We check literally everything we get from a user or outside entity (network, file, shared memory, etc).
Siri no workie. Of course that is the case now.
My pet peeve with young coders. Condition testing is hardly ever a consideration. You clearly learned back when coding was structured and had rules.
One thing I actually did with some commercial software I wrote - kind of as a joke - was put up one of my applications running in normal user mode... Then literally threw my cat onto the keyboard (gently folks). We always say "what if a cat walked across the keyboard?" at any given time... So I found out. ;-)
Exactly1
I cut my teeth on Fortran and punch cards also!
Exactly WHY would the capability of setting a modern device like an iPhone’s date to anything prior to the date of manufacture make ANY SENSE AT ALL? What is the point?
That's why I called it a "Stupid User Trick." It takes a really stupid user to do it after being warned it will brick your iPhone.
Good question. However, the adding such checks on every outside chance of a user doing every possible "Stupid User Trick" would increase the size of the core code to unweildlyness.
I too, cut my teeth on FORTRAN and Hollerith punch cards. I designed and programmed a database for the Emergency Food Bank I founded more than 30 years ago. I designed it so that we could take a person off the line of applicants and sit them down at the keyboard and with two hours training have them do intake interviews. However, it took over a year of my work to "idiot proof" that input process to prevent these people from finding ways to break the database or input garbage. After that year, though, that database ran for twenty years with no issues.
A supervisor could check the input at the end of the day and correct any errors if there were any, usually not. At the end of the month I could check the error log, and usually the number of corrected errors could be counted on the fingers of one hand.
However, for that first year, I was frequently astounded at the ways the users came up with to crash the system and the database or to input errors. . . and of course, by their very nature, they were always ways I had not anticipated. No programmer or designer can anticipate everything, or as a battle planner should realize, "no battle plan survives the first contact with the enemy!"
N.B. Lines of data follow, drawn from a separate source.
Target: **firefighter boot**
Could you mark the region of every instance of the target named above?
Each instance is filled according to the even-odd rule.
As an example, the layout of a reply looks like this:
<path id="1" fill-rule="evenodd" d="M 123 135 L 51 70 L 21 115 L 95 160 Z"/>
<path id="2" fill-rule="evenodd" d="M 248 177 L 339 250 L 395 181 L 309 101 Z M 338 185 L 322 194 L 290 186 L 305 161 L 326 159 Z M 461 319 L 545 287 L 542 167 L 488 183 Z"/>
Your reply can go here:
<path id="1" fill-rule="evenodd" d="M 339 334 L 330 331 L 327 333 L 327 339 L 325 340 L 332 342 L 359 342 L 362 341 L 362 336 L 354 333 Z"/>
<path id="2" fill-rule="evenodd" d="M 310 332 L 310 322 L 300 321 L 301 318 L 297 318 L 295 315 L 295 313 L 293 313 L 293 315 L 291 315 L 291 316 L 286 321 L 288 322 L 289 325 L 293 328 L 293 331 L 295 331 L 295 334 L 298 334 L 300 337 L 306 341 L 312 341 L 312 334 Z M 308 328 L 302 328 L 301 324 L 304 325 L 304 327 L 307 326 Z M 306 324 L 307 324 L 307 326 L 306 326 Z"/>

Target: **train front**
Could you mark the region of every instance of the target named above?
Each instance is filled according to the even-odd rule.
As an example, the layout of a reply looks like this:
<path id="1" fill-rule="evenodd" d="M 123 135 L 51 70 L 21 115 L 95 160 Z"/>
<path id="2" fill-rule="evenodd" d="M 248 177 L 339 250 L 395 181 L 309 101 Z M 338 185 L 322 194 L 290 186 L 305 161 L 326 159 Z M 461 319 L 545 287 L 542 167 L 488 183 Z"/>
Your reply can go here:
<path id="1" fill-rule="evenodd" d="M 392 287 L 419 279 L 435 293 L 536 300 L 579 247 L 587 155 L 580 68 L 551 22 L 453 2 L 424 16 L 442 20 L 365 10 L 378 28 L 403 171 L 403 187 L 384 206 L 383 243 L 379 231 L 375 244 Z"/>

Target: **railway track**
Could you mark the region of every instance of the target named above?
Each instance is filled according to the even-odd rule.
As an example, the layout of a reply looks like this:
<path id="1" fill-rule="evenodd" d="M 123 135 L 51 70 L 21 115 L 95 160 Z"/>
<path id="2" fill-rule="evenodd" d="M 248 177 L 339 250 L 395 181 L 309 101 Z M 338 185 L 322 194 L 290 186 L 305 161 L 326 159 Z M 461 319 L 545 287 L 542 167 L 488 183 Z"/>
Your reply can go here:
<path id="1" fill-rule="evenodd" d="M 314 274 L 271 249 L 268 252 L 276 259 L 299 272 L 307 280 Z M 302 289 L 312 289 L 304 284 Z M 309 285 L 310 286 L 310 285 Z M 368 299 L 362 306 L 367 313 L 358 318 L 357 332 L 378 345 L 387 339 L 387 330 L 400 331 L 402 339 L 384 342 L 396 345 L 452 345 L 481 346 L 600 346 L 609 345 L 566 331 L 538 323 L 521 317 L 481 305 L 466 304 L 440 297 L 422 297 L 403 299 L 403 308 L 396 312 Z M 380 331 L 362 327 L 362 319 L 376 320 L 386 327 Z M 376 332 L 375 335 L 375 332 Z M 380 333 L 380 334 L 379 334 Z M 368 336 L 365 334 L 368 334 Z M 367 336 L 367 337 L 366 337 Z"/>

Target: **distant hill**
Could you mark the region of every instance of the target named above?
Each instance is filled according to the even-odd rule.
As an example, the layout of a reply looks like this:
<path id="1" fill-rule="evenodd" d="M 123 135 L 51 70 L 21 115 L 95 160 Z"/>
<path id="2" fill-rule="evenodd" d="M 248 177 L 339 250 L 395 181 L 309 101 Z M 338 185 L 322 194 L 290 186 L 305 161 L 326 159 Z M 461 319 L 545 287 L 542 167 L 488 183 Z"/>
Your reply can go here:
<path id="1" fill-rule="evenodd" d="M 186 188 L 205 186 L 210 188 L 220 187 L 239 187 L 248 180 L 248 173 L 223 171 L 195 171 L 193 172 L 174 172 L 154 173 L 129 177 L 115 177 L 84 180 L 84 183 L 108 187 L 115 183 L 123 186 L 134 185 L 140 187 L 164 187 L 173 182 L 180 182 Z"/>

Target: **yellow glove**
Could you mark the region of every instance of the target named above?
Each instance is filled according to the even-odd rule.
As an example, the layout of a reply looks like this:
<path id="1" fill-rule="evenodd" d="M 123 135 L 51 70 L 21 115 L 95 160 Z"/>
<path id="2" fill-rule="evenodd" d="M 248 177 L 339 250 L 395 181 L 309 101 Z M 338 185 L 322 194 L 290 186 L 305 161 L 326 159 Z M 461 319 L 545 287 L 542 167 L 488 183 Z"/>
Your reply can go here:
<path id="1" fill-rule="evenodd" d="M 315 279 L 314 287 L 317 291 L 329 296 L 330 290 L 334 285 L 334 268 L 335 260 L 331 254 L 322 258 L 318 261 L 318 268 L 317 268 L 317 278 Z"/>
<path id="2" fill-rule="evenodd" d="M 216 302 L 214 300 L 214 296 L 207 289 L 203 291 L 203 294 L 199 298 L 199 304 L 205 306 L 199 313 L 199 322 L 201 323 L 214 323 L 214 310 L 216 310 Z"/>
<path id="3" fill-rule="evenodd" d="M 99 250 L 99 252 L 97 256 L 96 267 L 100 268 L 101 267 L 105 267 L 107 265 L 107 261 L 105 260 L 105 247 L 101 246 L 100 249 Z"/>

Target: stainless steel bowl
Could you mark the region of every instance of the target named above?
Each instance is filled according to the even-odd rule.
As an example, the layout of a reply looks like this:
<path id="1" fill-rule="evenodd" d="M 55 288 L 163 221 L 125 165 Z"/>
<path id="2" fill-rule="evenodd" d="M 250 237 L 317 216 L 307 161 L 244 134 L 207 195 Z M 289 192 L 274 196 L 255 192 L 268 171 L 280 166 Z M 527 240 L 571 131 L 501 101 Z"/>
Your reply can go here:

Same here, I used to do FORTRAN code on punched cards. Later, it was great to use time-sharing terminals for COBOL, easier to correct mistakes than wait for a punch machine.
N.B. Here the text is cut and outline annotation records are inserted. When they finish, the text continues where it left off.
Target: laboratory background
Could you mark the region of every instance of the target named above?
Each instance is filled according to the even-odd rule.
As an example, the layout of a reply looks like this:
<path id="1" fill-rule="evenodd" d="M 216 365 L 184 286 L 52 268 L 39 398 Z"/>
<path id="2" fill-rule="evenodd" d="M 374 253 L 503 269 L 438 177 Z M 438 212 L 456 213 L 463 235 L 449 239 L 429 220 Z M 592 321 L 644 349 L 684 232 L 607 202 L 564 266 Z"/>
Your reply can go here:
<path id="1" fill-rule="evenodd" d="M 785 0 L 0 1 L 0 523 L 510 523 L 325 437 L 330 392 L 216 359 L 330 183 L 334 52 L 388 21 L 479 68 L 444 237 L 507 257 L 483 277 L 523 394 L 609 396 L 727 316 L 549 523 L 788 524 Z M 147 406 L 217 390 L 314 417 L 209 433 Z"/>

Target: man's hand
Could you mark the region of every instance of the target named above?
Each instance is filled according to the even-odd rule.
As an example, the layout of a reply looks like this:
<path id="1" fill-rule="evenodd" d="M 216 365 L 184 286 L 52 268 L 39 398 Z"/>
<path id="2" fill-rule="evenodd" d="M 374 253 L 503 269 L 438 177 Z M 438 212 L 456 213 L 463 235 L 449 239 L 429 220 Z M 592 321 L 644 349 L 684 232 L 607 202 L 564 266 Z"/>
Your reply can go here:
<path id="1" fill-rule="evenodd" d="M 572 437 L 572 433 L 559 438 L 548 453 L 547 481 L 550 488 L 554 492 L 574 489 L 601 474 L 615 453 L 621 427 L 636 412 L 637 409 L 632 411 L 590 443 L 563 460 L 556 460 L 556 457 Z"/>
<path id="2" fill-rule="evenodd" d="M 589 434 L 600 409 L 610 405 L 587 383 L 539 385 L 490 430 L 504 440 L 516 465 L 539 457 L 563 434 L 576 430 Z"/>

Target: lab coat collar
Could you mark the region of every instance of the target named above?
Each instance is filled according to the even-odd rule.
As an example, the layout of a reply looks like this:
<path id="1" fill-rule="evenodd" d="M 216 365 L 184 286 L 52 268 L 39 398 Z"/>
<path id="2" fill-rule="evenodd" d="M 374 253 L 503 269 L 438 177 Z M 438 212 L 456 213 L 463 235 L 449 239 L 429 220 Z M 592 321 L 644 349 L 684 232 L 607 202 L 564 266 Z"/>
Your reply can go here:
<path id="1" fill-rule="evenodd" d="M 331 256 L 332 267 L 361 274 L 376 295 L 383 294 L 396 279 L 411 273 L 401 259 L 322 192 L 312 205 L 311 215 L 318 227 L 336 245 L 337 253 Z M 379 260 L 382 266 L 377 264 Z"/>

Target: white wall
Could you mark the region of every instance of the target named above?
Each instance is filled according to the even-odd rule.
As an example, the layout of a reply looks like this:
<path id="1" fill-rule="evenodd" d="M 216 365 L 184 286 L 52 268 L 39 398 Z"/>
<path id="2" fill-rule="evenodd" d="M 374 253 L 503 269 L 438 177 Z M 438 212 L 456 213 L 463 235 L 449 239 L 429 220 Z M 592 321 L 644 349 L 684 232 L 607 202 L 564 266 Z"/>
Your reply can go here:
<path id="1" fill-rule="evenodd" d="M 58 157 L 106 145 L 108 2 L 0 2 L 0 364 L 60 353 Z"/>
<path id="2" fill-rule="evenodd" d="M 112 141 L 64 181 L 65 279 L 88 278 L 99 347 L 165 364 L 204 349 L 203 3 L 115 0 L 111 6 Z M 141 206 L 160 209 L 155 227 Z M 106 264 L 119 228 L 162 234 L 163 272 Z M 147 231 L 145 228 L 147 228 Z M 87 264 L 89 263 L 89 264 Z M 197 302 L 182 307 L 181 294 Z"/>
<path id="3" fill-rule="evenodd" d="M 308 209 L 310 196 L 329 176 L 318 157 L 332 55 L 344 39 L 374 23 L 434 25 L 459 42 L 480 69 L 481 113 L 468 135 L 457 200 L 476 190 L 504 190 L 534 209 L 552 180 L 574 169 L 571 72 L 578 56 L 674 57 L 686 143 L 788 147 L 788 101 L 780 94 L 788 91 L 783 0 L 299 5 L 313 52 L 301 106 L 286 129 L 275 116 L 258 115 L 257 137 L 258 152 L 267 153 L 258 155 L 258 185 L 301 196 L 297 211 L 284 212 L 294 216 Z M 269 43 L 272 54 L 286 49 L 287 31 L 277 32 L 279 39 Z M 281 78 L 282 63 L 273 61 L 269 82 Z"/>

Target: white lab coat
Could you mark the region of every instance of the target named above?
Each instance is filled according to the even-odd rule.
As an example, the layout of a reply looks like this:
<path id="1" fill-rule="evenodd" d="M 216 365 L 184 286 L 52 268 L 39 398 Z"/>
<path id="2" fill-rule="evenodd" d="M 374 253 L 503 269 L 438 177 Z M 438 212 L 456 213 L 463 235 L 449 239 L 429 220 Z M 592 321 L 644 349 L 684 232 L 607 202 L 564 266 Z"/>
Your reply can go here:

Speaking of conditions that shouldn't happen, but can... I was entering code on a terminal in the shared terminal room, busy with a dozen people working away. A gal I was supervising was at the other end of the row, when she screamed out to me
"... I'm missing my period!".
I turned crimson red while the other guys laughed their heads off at me. My wife didn't laugh when she heard about it... ("Honey, it's COBOL!").